Terrorism: while Bangkok experienced a lengthy period of political turmoil, violence and destruction in 2010, Krabi’s resorts remain safe. Poor police intelligence mean tourist hotspots are a target for a Bali-styled attack; however, Thailand is not perceived as a strong ally to the US or UK. The Deep South has a very serious problem with Muslim insurgency and tourists are highly recommended to avoid Yala, Narathiwat and Pattani provinces completely for their own safety. Political unrest can disrupt transport, so it’s advisable to check local press and media for updates, and have a contingency plan.
Tsunami: it may be difficult to imagine another tsunami striking, yet Krabi remains in a hazardous geological zone. There are now warning and evacuation precautions in place, as well as regular drills. While there is little risk in Ao Nang, Railay and Phi Phi are at severe risk; therefore, it’s essential for travellers to take note of evacuation routes posted on signs.

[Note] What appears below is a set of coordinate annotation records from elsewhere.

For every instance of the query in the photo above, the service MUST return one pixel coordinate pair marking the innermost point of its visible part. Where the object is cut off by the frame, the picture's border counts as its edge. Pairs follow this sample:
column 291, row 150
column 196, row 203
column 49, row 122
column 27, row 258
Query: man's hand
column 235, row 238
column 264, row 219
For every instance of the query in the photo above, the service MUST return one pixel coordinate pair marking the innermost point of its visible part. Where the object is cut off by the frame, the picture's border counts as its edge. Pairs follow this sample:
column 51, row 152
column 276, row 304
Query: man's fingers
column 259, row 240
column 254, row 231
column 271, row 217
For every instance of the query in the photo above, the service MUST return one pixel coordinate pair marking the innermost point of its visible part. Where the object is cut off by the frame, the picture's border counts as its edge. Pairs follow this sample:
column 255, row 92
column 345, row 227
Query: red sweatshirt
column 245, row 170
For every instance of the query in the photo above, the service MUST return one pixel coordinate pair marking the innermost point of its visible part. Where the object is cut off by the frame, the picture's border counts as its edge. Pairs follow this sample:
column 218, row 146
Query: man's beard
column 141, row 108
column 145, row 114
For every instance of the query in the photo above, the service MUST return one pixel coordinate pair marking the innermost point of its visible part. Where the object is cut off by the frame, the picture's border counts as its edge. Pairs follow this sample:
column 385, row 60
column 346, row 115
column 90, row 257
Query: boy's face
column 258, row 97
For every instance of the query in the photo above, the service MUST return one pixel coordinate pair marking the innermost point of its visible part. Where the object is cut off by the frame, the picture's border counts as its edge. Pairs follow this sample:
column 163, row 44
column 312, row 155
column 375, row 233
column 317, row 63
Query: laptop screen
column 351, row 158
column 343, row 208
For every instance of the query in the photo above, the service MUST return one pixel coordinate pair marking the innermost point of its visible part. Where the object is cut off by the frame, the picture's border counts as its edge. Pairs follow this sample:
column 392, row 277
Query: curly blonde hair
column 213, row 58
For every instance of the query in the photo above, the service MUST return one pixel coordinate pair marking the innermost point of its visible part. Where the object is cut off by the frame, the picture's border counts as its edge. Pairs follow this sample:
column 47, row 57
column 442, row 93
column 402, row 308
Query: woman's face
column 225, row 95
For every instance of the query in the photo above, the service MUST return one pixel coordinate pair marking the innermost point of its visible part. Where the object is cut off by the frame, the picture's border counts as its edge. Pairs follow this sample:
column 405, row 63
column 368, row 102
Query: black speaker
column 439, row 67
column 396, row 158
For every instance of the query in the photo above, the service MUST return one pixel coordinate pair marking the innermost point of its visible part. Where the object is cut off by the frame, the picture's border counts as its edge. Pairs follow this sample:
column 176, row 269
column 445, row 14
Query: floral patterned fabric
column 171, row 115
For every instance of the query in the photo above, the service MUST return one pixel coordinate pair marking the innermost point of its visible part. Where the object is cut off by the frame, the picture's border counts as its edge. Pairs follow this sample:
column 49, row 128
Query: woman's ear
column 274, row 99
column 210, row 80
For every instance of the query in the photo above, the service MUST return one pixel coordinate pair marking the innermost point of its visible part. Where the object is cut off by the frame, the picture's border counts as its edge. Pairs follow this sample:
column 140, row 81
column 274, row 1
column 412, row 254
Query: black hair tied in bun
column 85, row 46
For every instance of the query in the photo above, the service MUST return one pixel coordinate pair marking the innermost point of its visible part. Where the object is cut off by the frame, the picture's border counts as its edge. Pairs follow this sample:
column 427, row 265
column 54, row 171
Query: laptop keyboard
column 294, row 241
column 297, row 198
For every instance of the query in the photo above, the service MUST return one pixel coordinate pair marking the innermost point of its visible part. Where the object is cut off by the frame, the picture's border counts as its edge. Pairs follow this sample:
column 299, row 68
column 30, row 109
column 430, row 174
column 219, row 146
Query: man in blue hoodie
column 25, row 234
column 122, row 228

Violence: is a rarity in Thailand as far as tourists are concerned, since Thais are usually non-confrontational. Avoid getting in a ‘nationalistic’ argument with locals, though, as Thais are very patriotic. There is also an ugly mafia-like underbelly to Thai society, and occasionally naïve foreigners get caught up in it. If you are concerned for your safety, try to walk away from the situation.